Sunday, Jan 12th, 2014
We professional pastry chefs have at our fingertips access to something home cooks could never dream of. High quality fruit purees. They come to us frozen in 1 kilo containers, ready to be thawed and folded into our recipes with the simple removal of a plastic seal. Some are better than others but all in all they are very tasty.
Thanks to companies like Boiron, Cap Fruit, and Ravifruit, my cohorts and I can use ripe flavorful strawberry any time of year, Alfonso mango from far away India, and most importantly, difficult to process fruits like pomegranates and passion fruit without breaking a sweat. All of these and more are at our immediate disposal, and trust me, we lean on them.
One of the purees I have always enjoyed using is coconut. It is a blend of coconut cream and coconut water, and has a much cleaner flavor and higher fat content than canned coconut milk.
Naturally, when we came to the conclusion that we were going to pair coconut and pumpkin for a winter dessert, I ordered my favorite coconut puree from our purveyors for testing. I also ordered something I have never ordered before: whole coconuts. I had seen Rene, my tournant at Alinea breaking whole coconuts down for a dish every day, and got a little bee in my bonnet that I wanted to do it too, or go down trying.
Lucky for me our chef at Blackbird David Posey had been breaking down those same coconuts at Alinea long before Rene, and he was available for consulting. When he had a spare moment, he made the trek up to our pastry department, tools in hand.

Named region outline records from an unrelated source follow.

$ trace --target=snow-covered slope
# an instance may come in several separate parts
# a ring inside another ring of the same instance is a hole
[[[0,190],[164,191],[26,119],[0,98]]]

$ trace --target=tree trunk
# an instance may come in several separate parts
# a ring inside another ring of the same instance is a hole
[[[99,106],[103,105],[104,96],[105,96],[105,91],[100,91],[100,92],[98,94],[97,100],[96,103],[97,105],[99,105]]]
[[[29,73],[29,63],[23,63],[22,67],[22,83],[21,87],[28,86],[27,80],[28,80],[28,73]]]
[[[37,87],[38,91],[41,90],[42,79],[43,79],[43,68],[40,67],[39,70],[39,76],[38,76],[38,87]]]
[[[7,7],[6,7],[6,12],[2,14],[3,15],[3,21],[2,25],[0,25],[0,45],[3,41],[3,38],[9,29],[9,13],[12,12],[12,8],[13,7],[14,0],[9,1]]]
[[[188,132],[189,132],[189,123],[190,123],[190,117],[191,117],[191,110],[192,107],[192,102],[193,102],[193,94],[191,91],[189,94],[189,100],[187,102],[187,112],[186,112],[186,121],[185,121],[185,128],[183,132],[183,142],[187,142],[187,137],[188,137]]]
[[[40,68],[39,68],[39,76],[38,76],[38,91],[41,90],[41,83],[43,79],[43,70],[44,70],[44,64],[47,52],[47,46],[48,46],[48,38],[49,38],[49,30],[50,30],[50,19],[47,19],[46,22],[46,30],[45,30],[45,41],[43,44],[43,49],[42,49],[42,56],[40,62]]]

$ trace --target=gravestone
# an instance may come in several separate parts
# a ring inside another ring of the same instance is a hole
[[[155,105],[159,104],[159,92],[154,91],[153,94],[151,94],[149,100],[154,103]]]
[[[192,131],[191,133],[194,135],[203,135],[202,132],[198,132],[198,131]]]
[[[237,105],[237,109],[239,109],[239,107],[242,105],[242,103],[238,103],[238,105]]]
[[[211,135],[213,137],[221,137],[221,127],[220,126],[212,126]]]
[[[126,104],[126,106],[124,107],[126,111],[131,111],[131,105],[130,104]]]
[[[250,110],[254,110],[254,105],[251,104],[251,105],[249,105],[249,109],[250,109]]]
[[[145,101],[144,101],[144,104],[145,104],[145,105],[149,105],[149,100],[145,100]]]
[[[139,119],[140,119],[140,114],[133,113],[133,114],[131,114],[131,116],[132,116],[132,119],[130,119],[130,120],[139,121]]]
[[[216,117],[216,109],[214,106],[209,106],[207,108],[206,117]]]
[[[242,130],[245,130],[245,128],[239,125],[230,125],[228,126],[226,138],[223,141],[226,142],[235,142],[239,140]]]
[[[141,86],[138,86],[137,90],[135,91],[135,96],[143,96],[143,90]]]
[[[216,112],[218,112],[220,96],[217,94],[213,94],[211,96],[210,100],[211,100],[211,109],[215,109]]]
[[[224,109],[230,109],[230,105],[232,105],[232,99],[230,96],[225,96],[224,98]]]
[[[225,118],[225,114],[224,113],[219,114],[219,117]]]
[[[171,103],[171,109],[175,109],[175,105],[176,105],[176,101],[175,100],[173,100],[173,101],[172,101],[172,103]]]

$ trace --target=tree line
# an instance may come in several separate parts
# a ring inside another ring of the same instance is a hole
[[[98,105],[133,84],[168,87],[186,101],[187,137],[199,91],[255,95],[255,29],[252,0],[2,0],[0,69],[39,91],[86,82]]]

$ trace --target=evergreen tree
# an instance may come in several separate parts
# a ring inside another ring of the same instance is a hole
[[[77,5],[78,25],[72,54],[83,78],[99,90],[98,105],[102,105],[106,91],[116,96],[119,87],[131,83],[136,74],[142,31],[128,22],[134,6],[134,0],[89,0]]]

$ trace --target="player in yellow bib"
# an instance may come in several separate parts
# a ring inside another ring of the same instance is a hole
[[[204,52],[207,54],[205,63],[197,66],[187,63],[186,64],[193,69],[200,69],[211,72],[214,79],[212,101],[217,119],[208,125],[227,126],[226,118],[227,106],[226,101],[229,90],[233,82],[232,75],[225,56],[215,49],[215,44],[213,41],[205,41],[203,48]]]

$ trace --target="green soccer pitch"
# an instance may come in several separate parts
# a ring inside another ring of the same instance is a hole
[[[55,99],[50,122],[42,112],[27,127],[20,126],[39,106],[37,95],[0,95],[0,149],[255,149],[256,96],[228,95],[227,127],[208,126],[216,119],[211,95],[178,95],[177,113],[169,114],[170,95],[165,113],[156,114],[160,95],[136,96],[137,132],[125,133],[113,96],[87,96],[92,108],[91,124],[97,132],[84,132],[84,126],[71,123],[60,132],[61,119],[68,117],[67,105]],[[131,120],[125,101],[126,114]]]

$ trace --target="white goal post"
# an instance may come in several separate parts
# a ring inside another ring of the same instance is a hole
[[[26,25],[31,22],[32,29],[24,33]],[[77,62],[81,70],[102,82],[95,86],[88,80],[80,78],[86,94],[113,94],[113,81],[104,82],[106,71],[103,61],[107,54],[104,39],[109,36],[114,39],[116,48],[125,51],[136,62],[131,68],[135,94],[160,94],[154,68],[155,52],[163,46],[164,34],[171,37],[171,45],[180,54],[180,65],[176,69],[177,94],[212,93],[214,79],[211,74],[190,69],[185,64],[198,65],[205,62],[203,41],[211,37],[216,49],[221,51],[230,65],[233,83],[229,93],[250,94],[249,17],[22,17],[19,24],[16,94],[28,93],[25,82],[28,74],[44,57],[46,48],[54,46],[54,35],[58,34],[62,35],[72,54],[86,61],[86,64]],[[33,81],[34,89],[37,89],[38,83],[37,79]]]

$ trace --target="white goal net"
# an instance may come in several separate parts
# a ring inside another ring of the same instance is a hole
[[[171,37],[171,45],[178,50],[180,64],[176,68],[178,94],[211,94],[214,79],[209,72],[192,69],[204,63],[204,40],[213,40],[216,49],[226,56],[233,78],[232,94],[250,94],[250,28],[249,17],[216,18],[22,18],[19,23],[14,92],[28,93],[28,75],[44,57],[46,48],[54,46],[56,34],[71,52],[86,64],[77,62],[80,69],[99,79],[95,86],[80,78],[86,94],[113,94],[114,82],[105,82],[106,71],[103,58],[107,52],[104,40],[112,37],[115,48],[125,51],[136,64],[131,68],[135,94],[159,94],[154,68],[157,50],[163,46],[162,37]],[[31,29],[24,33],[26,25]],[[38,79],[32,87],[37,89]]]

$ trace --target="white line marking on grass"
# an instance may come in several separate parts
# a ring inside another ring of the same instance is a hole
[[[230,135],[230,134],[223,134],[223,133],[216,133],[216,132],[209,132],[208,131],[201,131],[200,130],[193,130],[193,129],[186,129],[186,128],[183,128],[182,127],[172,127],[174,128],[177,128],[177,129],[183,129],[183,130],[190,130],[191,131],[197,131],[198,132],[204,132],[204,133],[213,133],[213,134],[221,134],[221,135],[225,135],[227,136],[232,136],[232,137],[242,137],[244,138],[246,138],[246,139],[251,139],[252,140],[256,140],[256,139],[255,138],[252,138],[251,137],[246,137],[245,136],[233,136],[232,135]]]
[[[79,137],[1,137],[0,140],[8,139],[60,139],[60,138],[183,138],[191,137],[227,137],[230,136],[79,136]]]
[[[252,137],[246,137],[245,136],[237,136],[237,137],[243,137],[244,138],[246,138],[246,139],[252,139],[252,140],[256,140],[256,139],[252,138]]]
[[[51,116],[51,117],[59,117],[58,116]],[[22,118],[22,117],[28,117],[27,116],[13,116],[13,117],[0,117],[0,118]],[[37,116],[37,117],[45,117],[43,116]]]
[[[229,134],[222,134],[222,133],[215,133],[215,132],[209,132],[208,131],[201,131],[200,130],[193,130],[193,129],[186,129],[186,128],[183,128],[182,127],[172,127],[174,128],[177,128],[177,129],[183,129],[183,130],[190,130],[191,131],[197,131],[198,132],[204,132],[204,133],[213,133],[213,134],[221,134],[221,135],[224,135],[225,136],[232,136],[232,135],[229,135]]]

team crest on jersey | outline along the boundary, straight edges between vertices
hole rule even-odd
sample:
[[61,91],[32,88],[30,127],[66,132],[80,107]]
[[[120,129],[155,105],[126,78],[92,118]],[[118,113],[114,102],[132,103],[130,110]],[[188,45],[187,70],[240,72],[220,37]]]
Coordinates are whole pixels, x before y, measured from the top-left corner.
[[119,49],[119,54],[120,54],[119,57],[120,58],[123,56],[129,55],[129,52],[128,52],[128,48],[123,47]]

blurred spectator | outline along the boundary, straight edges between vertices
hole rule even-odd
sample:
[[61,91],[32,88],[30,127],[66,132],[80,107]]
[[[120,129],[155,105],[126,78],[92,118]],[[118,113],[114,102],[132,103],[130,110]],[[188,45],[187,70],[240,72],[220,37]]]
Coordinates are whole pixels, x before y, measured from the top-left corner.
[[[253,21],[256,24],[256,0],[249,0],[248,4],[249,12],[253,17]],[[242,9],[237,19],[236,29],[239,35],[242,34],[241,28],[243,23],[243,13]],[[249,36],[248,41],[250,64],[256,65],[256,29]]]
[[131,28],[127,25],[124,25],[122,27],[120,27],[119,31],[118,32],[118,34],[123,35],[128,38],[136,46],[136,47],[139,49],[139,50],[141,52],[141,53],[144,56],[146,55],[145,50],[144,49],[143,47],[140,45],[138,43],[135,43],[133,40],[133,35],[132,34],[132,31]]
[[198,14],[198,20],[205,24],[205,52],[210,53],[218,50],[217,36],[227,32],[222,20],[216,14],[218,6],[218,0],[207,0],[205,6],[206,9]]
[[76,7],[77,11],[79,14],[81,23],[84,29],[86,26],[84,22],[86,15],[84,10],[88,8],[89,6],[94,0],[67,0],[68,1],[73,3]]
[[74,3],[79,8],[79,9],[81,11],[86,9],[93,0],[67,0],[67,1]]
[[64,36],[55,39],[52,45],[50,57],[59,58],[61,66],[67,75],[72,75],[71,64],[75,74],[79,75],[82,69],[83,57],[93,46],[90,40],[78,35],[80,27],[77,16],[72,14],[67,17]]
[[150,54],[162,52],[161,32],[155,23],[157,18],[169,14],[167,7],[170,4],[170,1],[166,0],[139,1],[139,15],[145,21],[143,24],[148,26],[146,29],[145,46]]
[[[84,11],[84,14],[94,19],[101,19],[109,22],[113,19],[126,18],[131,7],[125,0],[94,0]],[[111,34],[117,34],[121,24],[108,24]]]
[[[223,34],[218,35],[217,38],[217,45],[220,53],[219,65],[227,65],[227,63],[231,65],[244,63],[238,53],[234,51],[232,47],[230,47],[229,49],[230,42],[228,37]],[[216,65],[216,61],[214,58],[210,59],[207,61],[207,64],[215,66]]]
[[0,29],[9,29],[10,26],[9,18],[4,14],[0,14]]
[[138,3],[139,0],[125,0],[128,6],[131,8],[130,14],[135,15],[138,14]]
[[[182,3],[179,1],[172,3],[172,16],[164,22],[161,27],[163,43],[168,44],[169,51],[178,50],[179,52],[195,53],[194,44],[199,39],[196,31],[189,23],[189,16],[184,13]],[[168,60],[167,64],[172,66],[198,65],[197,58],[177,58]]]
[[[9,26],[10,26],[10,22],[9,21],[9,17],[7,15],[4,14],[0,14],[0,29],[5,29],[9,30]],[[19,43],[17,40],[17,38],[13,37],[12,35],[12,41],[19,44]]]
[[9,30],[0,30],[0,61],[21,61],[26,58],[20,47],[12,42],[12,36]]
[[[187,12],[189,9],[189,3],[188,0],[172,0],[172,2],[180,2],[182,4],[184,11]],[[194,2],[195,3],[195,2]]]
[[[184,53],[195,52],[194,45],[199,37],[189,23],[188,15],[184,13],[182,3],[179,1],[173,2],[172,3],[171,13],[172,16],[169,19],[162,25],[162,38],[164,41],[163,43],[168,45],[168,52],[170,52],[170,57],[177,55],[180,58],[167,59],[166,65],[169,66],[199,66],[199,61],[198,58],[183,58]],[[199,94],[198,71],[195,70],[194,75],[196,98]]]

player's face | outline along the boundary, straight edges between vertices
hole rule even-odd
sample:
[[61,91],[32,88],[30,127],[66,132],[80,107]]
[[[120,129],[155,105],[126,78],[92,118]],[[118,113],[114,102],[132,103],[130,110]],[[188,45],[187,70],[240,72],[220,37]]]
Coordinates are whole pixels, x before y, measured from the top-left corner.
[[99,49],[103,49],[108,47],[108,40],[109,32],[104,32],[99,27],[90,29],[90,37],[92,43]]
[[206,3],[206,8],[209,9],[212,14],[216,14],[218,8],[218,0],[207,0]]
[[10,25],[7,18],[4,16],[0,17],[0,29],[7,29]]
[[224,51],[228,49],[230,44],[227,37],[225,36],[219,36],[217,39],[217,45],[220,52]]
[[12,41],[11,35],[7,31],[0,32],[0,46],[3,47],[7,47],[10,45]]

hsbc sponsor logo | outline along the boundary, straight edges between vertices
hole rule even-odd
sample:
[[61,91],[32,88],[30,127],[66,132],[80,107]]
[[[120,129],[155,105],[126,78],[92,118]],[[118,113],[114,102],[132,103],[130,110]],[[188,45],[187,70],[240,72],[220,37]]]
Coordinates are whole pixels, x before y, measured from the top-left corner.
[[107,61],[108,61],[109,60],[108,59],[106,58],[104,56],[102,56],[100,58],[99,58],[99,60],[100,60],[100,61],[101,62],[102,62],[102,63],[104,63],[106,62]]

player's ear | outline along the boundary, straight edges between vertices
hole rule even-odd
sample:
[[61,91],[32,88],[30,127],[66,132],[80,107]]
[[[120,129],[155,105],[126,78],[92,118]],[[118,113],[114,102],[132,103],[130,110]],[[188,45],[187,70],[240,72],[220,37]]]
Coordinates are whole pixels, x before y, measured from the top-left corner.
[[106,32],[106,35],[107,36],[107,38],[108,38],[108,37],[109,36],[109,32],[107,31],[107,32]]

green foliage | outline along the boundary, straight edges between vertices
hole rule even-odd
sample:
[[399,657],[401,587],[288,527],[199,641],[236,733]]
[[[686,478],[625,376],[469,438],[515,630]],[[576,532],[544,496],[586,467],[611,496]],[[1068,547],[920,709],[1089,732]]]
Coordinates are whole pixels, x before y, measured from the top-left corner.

He laid down a dry towel, a butcher knife, an oyster knife, and a vegetable peeler. Gripping the coconut over a bowl with his left hand and the inverted butchers knife in his right, he began tapping the shell of the coconut with the blunt side of the knife. With a series of firm but controlled whacks against the circumference of the coconut, he was able to breach the hard shell. The foggy coconut water inside began to escape the fissure, and holding the coconut over the bowl, David carefully inserted the oyster knife into the thin fault and turned it to pry the two halves apart. The coconut water collected in the bowl below was immediately transferred to a strainer lined with a coffee filter to remove any brown particulate.
To remove the meat from the shell, David folded the towel in fourths and laid it on the counter. He placed a coconut half, shell side down, on the towel. The oyster knife was inserted into the seam between the white coconut meat and the hard brown shell, and with a series of shimmys, twists, and turns, the flesh of the coconut was pried loose in one clean piece.
Obligatory jokes were made about coconut bras, and the shells were discarded in the trash.
The startlingly white coconut meat still retained a thin, soft brown skin, which was removed with a little work from a vegetable peeler. The flesh was rinsed, and cut into pieces no larger than 1 inch.
At this time the Champion Juicer was lifted to the counter. The coconut meat was pushed through the juicer a few pieces at a time. The sharp teeth inside the hub made quick work of the coconut, separating the coconut cream from the coconut fiber. The coconut fiber was spread on a sheet and placed in the dehydrator for 24 hours, resulting in dry coconut flakes similar to those used for macaroons.
The entire process left us with three products to work with; coconut water, coconut cream, and coconut flakes. It’s a labor of love I tell you. Each of the three coconut products we create by processing whole coconuts is available for purchase with no additional labor required.
During the development process, it became clear to me that it was not the flavor of the coconut, but the process itself that became the heart of the dessert it belongs to. Every part of the coconut is utilized. The dehydrated coconut fiber is ground for the flour in a steamed pumpkin cake, and toasted to infuse flavor into the ice cream that sits atop. The coconut cream helps moisten the steamed cake, and what’s left is infused with sage and poured warm over the cake and ice cream table side. A simple powder of toffee peanuts and fried sage passed through a Parmesan mill is all that adorns this coconut dessert.